Nell’immediatezza di un sinistro stradale o nautico, o di un infortunio da insidia stradale, o quando si ritiene di essere stati vittima di malasanità, prima di rivolgersi allo studio legale, che provvederà a tutti gli incombenti e adempimenti del caso, è opportuno che il danneggiato (o chi per esso nel caso in cui lo stesso sia al momento impossibilitato) provveda a: 

  • in caso di sinistri stradali
  • compilare chiaramente, correttamente e in ogni sua parte la Constatazione Amichevole di Incidente (CAI) e farla sottoscrivere a tutti i conducenti coinvolti; 
  • in caso di rifiuto alla sottoscrizione del CAI (o addirittura di fuga di uno dei conducenti) o di contestazione sulla dinamica, allertare immediatamente le forze dell’ordine che provvederanno a raccogliere le generalità dei conducenti e dei soggetti coinvolti, a redigere un verbale e a tutti i rilievi di legge (foto, planimetrie ecc.)

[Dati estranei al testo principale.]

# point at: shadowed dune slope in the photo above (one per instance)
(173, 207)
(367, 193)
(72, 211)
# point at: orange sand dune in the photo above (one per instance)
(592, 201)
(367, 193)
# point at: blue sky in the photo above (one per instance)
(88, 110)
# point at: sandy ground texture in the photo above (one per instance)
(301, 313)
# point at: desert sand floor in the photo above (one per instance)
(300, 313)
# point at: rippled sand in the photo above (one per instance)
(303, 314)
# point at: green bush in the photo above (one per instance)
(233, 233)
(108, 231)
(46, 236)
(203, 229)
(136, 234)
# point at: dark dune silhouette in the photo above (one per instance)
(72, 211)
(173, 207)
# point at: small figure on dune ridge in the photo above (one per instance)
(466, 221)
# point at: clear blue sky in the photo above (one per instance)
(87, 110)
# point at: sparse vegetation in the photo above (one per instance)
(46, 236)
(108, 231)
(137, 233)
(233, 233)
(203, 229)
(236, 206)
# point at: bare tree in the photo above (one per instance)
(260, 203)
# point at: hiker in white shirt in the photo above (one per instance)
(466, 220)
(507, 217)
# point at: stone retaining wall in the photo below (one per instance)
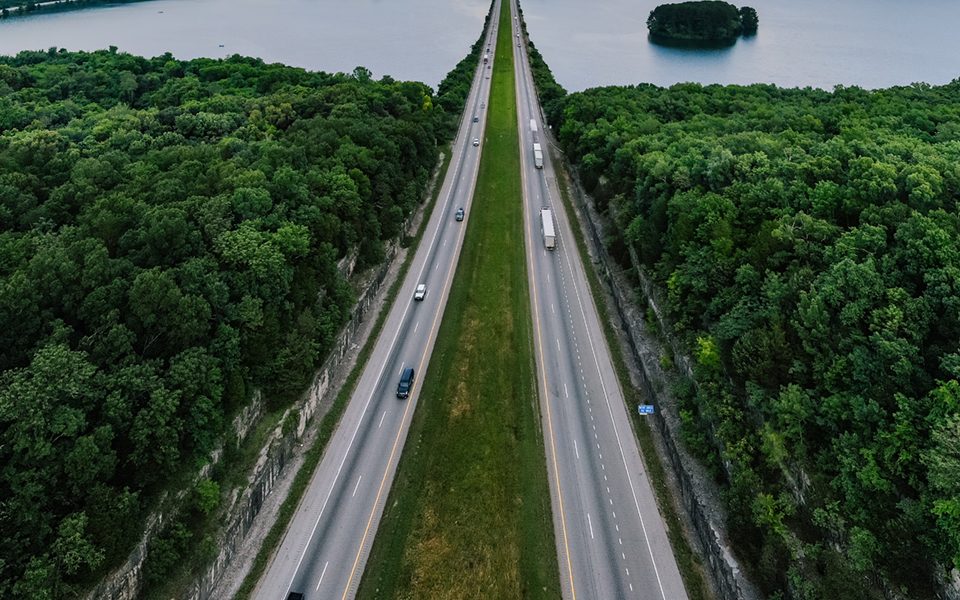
(698, 493)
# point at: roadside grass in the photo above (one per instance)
(332, 418)
(469, 512)
(688, 561)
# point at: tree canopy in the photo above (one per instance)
(808, 243)
(702, 20)
(169, 238)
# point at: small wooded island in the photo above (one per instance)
(708, 21)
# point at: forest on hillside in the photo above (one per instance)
(169, 238)
(808, 245)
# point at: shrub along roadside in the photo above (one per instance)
(552, 97)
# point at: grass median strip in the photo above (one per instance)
(469, 512)
(329, 421)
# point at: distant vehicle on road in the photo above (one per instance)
(406, 384)
(546, 224)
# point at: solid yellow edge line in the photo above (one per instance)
(543, 371)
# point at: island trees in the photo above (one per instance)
(708, 21)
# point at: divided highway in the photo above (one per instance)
(325, 548)
(611, 539)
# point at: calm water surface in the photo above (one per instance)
(417, 40)
(818, 43)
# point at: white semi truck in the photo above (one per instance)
(546, 224)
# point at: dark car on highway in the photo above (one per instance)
(406, 383)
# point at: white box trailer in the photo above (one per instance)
(546, 224)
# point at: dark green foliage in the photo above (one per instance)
(169, 239)
(550, 92)
(453, 90)
(706, 20)
(809, 245)
(749, 20)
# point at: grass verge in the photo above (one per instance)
(329, 422)
(469, 512)
(688, 561)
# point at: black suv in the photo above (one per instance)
(406, 383)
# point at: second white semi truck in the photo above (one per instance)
(546, 223)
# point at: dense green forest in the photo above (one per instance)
(706, 20)
(808, 243)
(169, 239)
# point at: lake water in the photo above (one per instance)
(418, 40)
(818, 43)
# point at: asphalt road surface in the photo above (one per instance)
(611, 539)
(326, 546)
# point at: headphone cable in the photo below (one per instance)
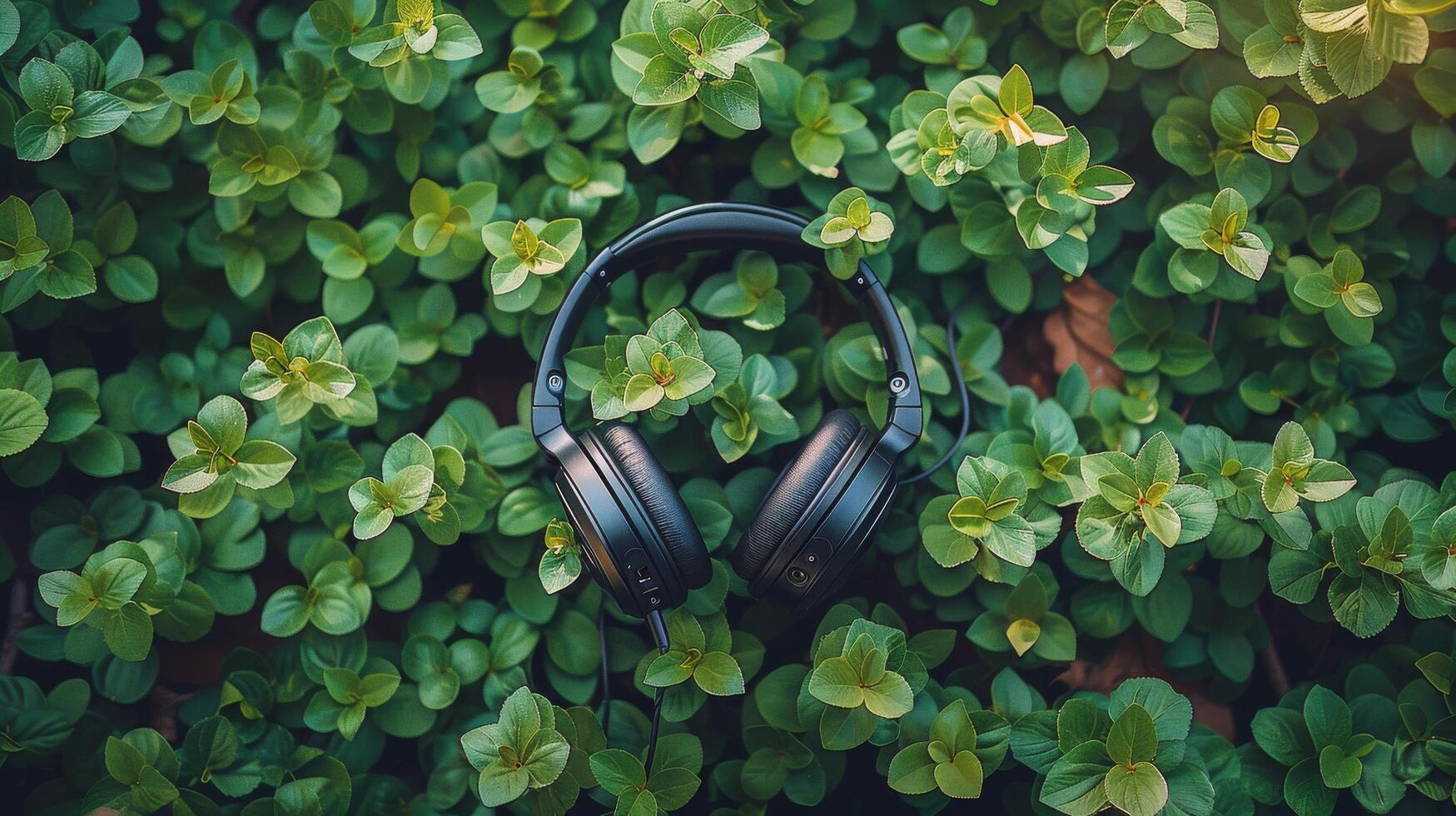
(606, 679)
(658, 627)
(966, 406)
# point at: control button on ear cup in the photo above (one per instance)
(794, 491)
(661, 501)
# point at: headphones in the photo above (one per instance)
(639, 541)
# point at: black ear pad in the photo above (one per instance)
(661, 501)
(794, 490)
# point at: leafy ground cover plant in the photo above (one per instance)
(278, 540)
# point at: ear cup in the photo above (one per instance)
(661, 501)
(794, 491)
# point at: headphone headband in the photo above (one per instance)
(718, 226)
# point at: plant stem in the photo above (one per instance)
(21, 617)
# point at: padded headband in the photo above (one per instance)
(718, 226)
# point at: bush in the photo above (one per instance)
(272, 277)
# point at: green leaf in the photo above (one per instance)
(1137, 790)
(22, 421)
(1131, 739)
(718, 674)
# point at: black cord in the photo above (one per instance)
(658, 627)
(606, 681)
(966, 407)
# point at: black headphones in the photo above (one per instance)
(638, 536)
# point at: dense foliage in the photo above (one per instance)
(280, 542)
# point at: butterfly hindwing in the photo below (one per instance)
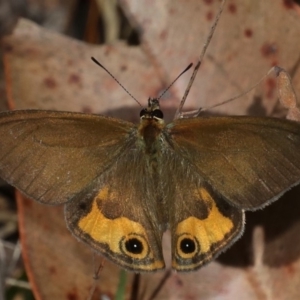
(121, 218)
(202, 224)
(249, 161)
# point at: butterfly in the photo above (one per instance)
(123, 185)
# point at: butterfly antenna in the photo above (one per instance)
(117, 81)
(211, 33)
(186, 69)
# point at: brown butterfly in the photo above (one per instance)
(123, 184)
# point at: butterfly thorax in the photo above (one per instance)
(150, 128)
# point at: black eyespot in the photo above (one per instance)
(143, 112)
(187, 245)
(157, 113)
(134, 246)
(82, 206)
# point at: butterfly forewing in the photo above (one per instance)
(52, 156)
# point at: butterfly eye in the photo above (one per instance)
(187, 246)
(135, 246)
(158, 114)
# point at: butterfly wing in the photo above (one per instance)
(121, 218)
(202, 223)
(249, 161)
(90, 163)
(52, 156)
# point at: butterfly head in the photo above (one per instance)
(152, 112)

  • Scattare fotografie dei veicoli coinvolti e dello stato dei luoghi (anche nei successivi giorni, nel caso non fosse possibile al momento dell’incidente);
  • Prendere nota di eventuali testimoni presenti sul luogo del sinistro (nome, cognome, indirizzo, telefono, e-mail, ecc.)
  • Recarsi al più presto al pronto soccorso per gli accertamenti del caso e precisare al momento dell’accettazione al personale sanitario che si è stati vittima di un sinistro stradale, per una corretta refertazione
  • In caso di anomalie e/o insidie Stradali 
  • scattare fotografie dello stato dei luoghi evidenziando l’insidia o il trabocchetto (anche nei successivi giorni, nel caso non fosse possibile al momento dell’incidente)

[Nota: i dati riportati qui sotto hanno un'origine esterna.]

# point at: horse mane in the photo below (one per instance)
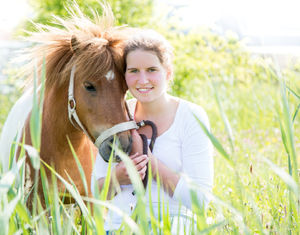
(95, 47)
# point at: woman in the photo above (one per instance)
(181, 148)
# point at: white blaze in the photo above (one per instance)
(110, 75)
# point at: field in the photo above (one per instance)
(255, 128)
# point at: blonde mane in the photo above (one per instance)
(97, 46)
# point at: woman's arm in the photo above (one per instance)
(168, 178)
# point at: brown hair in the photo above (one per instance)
(150, 40)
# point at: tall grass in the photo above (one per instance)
(256, 175)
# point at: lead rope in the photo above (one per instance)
(151, 145)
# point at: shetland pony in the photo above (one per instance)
(95, 49)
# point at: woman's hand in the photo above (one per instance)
(139, 161)
(137, 142)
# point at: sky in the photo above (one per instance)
(256, 17)
(12, 12)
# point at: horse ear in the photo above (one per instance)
(74, 44)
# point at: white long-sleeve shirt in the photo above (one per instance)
(184, 148)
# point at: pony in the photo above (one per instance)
(90, 54)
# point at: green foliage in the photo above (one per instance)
(253, 112)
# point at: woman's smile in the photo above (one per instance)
(145, 76)
(145, 89)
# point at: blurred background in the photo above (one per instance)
(269, 27)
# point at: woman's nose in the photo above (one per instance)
(143, 78)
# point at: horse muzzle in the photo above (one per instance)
(115, 137)
(107, 148)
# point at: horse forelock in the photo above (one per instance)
(98, 49)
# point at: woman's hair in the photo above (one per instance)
(150, 40)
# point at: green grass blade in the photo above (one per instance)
(215, 142)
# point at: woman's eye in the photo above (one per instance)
(89, 87)
(133, 71)
(151, 69)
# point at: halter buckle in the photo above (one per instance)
(72, 104)
(141, 124)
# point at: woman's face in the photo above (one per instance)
(145, 76)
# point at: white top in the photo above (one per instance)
(185, 149)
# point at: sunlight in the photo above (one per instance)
(257, 17)
(11, 14)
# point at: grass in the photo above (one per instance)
(255, 131)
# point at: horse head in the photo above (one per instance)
(93, 51)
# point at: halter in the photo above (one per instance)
(124, 126)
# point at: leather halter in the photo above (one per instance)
(124, 126)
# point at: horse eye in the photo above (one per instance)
(89, 87)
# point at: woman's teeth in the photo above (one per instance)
(144, 89)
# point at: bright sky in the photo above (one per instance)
(265, 17)
(11, 13)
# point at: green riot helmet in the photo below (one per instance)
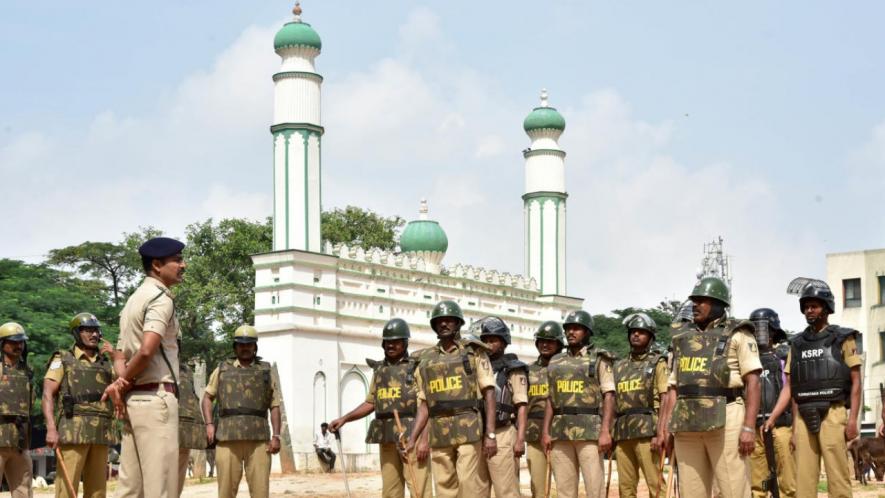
(819, 290)
(245, 334)
(492, 325)
(640, 321)
(445, 309)
(12, 331)
(396, 328)
(712, 287)
(82, 320)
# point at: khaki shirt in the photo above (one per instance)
(485, 377)
(849, 353)
(742, 357)
(150, 309)
(212, 386)
(56, 370)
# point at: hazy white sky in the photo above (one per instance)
(760, 122)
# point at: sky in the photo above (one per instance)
(760, 122)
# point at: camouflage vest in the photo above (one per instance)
(191, 429)
(15, 406)
(635, 397)
(700, 361)
(83, 419)
(395, 389)
(244, 397)
(538, 389)
(450, 389)
(576, 395)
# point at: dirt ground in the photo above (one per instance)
(368, 484)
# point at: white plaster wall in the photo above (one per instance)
(279, 229)
(297, 100)
(551, 251)
(544, 172)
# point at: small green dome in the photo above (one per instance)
(296, 33)
(423, 235)
(544, 117)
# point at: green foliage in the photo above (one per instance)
(355, 226)
(43, 300)
(610, 334)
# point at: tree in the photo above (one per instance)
(43, 300)
(361, 227)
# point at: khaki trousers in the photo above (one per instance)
(632, 456)
(570, 457)
(15, 465)
(395, 474)
(233, 457)
(183, 456)
(86, 461)
(537, 464)
(456, 470)
(786, 466)
(503, 468)
(701, 456)
(149, 453)
(830, 444)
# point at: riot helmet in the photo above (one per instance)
(492, 325)
(712, 287)
(768, 327)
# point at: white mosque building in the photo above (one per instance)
(319, 308)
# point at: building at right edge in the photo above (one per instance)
(857, 280)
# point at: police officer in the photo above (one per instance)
(580, 409)
(511, 399)
(191, 427)
(823, 374)
(549, 341)
(641, 382)
(15, 410)
(393, 388)
(85, 427)
(145, 393)
(246, 391)
(773, 351)
(714, 417)
(455, 382)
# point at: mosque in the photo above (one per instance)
(319, 308)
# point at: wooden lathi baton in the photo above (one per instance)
(64, 473)
(408, 461)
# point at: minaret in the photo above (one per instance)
(544, 199)
(297, 136)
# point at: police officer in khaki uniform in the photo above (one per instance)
(511, 399)
(640, 383)
(191, 427)
(246, 392)
(393, 387)
(79, 376)
(455, 381)
(714, 359)
(549, 341)
(773, 351)
(823, 374)
(580, 409)
(15, 410)
(146, 392)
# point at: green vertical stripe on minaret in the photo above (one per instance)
(306, 135)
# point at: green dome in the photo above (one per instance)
(544, 117)
(423, 235)
(294, 34)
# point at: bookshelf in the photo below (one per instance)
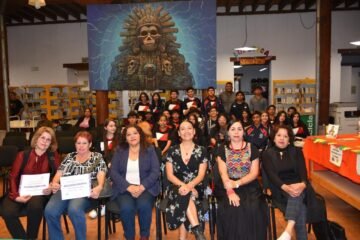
(65, 101)
(298, 93)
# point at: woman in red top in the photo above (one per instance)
(43, 147)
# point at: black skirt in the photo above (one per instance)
(246, 222)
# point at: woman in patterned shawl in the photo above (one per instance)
(186, 165)
(242, 208)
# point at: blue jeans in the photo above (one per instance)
(75, 208)
(129, 206)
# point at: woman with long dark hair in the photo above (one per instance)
(157, 105)
(186, 165)
(285, 168)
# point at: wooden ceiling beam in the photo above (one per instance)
(26, 15)
(58, 11)
(241, 6)
(70, 11)
(16, 18)
(295, 4)
(79, 7)
(268, 5)
(36, 13)
(255, 5)
(49, 14)
(228, 6)
(337, 3)
(282, 4)
(349, 3)
(309, 4)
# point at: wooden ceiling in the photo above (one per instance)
(18, 12)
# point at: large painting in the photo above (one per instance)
(165, 45)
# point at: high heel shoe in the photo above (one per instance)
(198, 232)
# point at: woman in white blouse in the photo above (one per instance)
(135, 174)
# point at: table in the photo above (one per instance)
(101, 201)
(18, 124)
(343, 180)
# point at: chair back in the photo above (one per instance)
(20, 141)
(66, 144)
(7, 155)
(15, 133)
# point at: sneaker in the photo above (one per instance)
(285, 236)
(93, 214)
(102, 212)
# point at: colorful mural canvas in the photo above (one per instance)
(164, 45)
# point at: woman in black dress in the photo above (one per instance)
(242, 207)
(285, 168)
(186, 165)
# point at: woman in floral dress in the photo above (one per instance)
(186, 165)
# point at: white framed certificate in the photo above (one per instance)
(33, 184)
(76, 186)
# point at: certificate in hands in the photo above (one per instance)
(76, 186)
(33, 184)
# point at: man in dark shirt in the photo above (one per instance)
(191, 103)
(16, 106)
(227, 97)
(174, 104)
(212, 101)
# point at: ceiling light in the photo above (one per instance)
(245, 49)
(237, 65)
(37, 3)
(357, 43)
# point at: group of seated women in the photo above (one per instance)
(134, 169)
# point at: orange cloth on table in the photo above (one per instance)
(319, 153)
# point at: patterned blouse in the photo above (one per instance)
(238, 162)
(70, 166)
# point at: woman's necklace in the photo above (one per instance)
(83, 157)
(187, 152)
(237, 149)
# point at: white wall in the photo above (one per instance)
(356, 82)
(46, 47)
(289, 41)
(49, 46)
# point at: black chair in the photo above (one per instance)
(15, 133)
(20, 141)
(7, 157)
(65, 145)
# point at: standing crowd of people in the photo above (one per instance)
(222, 135)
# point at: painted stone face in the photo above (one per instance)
(133, 66)
(167, 67)
(149, 36)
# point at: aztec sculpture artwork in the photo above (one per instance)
(149, 57)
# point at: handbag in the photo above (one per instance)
(164, 203)
(315, 205)
(107, 188)
(336, 231)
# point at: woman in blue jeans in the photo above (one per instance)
(135, 174)
(82, 161)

  • prendere nota di eventuali testimoni presenti sul luogo del sinistro (nome, cognome, indirizzo, telefono, e-mail, ecc.)

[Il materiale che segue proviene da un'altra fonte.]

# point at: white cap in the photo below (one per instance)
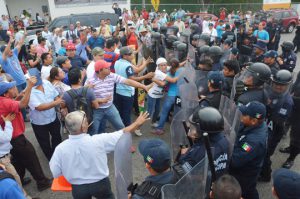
(161, 60)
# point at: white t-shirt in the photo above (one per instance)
(45, 72)
(90, 70)
(157, 91)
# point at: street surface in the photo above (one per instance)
(139, 170)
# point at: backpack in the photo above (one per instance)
(80, 102)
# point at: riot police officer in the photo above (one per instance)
(215, 53)
(250, 148)
(249, 85)
(278, 112)
(287, 60)
(211, 121)
(213, 98)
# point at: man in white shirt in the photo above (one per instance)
(82, 158)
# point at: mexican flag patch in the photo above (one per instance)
(246, 147)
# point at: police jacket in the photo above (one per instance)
(197, 152)
(255, 94)
(151, 187)
(278, 111)
(212, 99)
(289, 61)
(249, 150)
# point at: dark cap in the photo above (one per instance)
(286, 184)
(126, 50)
(215, 78)
(271, 54)
(155, 152)
(61, 60)
(254, 109)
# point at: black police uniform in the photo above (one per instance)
(289, 61)
(278, 112)
(212, 99)
(197, 152)
(247, 158)
(151, 187)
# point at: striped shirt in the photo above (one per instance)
(105, 88)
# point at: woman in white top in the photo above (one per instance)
(212, 32)
(157, 90)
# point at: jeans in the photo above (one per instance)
(110, 114)
(100, 189)
(124, 105)
(42, 134)
(153, 106)
(167, 105)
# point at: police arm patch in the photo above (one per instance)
(247, 147)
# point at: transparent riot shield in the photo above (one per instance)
(123, 165)
(191, 186)
(201, 82)
(231, 115)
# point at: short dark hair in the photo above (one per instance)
(207, 63)
(232, 65)
(110, 43)
(226, 187)
(44, 56)
(74, 75)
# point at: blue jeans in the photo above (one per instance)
(167, 105)
(124, 104)
(110, 114)
(153, 106)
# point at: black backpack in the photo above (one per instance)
(80, 102)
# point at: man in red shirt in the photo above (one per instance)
(23, 153)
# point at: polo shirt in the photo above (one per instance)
(12, 66)
(82, 158)
(105, 88)
(7, 106)
(96, 42)
(37, 98)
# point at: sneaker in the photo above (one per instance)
(138, 132)
(158, 131)
(288, 164)
(285, 150)
(154, 125)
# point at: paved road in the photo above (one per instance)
(139, 170)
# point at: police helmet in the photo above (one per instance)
(204, 49)
(260, 71)
(207, 119)
(215, 51)
(282, 77)
(287, 46)
(155, 35)
(196, 37)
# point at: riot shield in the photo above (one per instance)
(231, 115)
(191, 186)
(201, 82)
(123, 165)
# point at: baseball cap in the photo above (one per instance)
(254, 109)
(70, 47)
(215, 78)
(35, 72)
(286, 183)
(155, 152)
(271, 54)
(4, 86)
(97, 51)
(126, 50)
(61, 60)
(101, 64)
(161, 60)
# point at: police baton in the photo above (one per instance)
(210, 157)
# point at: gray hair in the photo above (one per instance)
(73, 122)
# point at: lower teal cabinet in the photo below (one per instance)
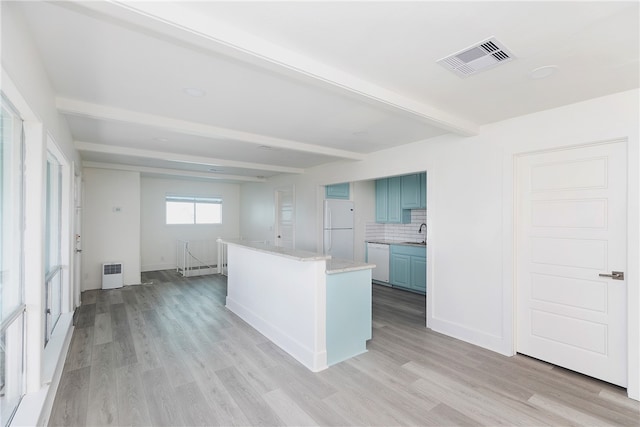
(408, 267)
(400, 270)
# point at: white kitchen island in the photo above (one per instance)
(316, 308)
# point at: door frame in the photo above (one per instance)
(633, 254)
(276, 217)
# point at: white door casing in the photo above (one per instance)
(572, 227)
(285, 218)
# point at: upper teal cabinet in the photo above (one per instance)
(382, 200)
(337, 191)
(414, 188)
(388, 202)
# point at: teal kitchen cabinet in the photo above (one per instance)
(408, 267)
(414, 188)
(337, 191)
(382, 200)
(389, 200)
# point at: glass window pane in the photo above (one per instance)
(208, 213)
(180, 213)
(53, 224)
(10, 211)
(11, 369)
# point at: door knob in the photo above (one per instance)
(615, 275)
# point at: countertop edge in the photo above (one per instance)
(295, 254)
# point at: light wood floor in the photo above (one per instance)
(169, 353)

  • recarsi al più presto al pronto soccorso per gli accertamenti del caso precisando sempre al personale sanitario che si è stati vittima di un infortunio da insidia stradale, per una corretta refertazione


  • Malasanità
  • Richiedere alla struttura sanitaria il rilascio di copia integrale della cartella clinica comprensiva dei referti su supporti digitali (CD, DVD) degli esami strumentali 
  • Predisporre un breve resoconto cronologico di quanto accaduto durante la degenza ospedaliera e dopo le dimissioni
  • Conservare scontrini, ricevute fiscali e fatture delle spese mediche sostenute


La collaborazione attiva del danneggiato, e l’attenersi a tali suggerimenti, potrebbe agevolare moltissimo il lavoro dello studio legale e far ottenere un maggior e più rapido risarcimento.